Oxygen consumption of chondrocytes in agarose and collagen gels: A comparative analysis

Abstract

The growth of engineered cartilage tissue in vitro is often impaired by the problem of insufficient oxygen and nutrient supply to cells seeded in 3D constructs. Despite its central role in controlling most cell functions, the scaffolding material has generally been thought of only as a transport barrier and its potential active role in controlling oxygen uptake has never been addressed. In this work the role of cell–material interaction on oxygen metabolism in 3D in vitro cultures was surveyed. To this aim bovine chondrocytes, at a cell density of 400,000 and 4,000,000 cells/mL, respectively, were seeded in collagen type I and in agarose, while keeping all other culture conditions constant. A unidirectional oxygen gradient was induced in the culture through the application of a “sandwich” model and the oxygen concentration at the pericellular level was measured by phosphorescence quenching microscopy. Results show that the oxygen consumption rate is two-fold higher in agarose than in collagen, which indicates that the nature of the material strongly influences cell metabolic behaviour. Moreover, since different oxygen consumption rates are linked to different cell biosynthetic activity, our findings will prove beyond any doubt the active role played by materials in tissue regeneration.

Introduction

In recent years the considerable progress made in cartilage tissue engineering in vitro has triggered hopes of overcoming the prevailing clinical limitations of traditional methods to cure osteoarthritic diseases. However, the generation of fully functional cartilage tissue in vitro is still far to come. 3D cartilage construct maintenance, survival and growth are based upon a delicate balance between chondrocyte activities and metabolism, nutrient transport and scaffold properties. The interplay between scaffold properties and metabolic demand modulates the pericellular microenvironment, which controls cellular proliferative and biosynthetic activities; the metabolic demand, in turn, modifies the local cell microenvironment. This dynamic equilibrium may vary in time and space through the cellular constructs, and failure to attain it may lead to a non-functional tissue. It has been reported that the growth of engineered cartilage tissues is impaired by an insufficient supply of nutrients throughout the constructs [1], [2]. Indeed, a non-homogeneous oxygen and nutrient distribution have often led to highly heterogeneous cell behaviour, with elevated proliferation and biosynthetic activity areas at the periphery of the constructs, and wide necrotic areas in the inner regions [3], [4]. Furthermore, the occurrence or extension of necrotic areas increases with the scaffold thickness [5], [6].
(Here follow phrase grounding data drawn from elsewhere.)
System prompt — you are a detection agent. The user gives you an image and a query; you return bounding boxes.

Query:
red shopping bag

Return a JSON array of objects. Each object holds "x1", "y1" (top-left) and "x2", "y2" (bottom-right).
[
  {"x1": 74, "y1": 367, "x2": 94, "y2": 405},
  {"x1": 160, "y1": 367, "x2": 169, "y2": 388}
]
While the mechanism of oxygen and nutrient transport within 3D cellular constructs and its dependence on material structural and functional properties is well established, the mechanisms and the parameters that modulate the metabolic demand of chondrocytes seeded in 3D polymeric scaffolds are not fully understood. In particular, the influence of cell–material interaction on cellular metabolic processes is an important aspect that has not yet been completely clarified.

Current modelling approaches to describe chondrocyte oxygen consumption within engineered 3D cartilage constructs are primarily based on empirical or semi-empirical assumptions and do not provide a comprehensive description of the parameters involved in metabolic oxygen demand [7]. Most models follow a large-scale approach where spatial oxygen profiles within the constructs are derived from global measurements of oxygen uptake and overall cell density [8], [9], thus not providing information on pericellular oxygen consumption. On the other hand, the few models based on direct measurements of oxygen distribution within cellular constructs [10], [11] use a Michaelis–Menten-like equation to describe nutrient consumption that only accounts for oxygen dependence on cellular density. Experimental evidence suggests that oxygen consumption is a regulator for the biosynthetic process [2], since oxygen concentrations and consumption rates have been reported to control GAGs and type II collagen synthesis in 3D in vitro cultures [12]. Moreover, it has been suggested that cell–material interaction strongly influences cell biosynthesis [13], [14] and, therefore, it would also be expected to influence oxygen consumption. The aim of this work is to address the role of cell–material interaction in conditioning chondrocyte metabolism in 3D in vitro cultures, focusing upon the potential impact of such eventual findings on tissue engineering processes.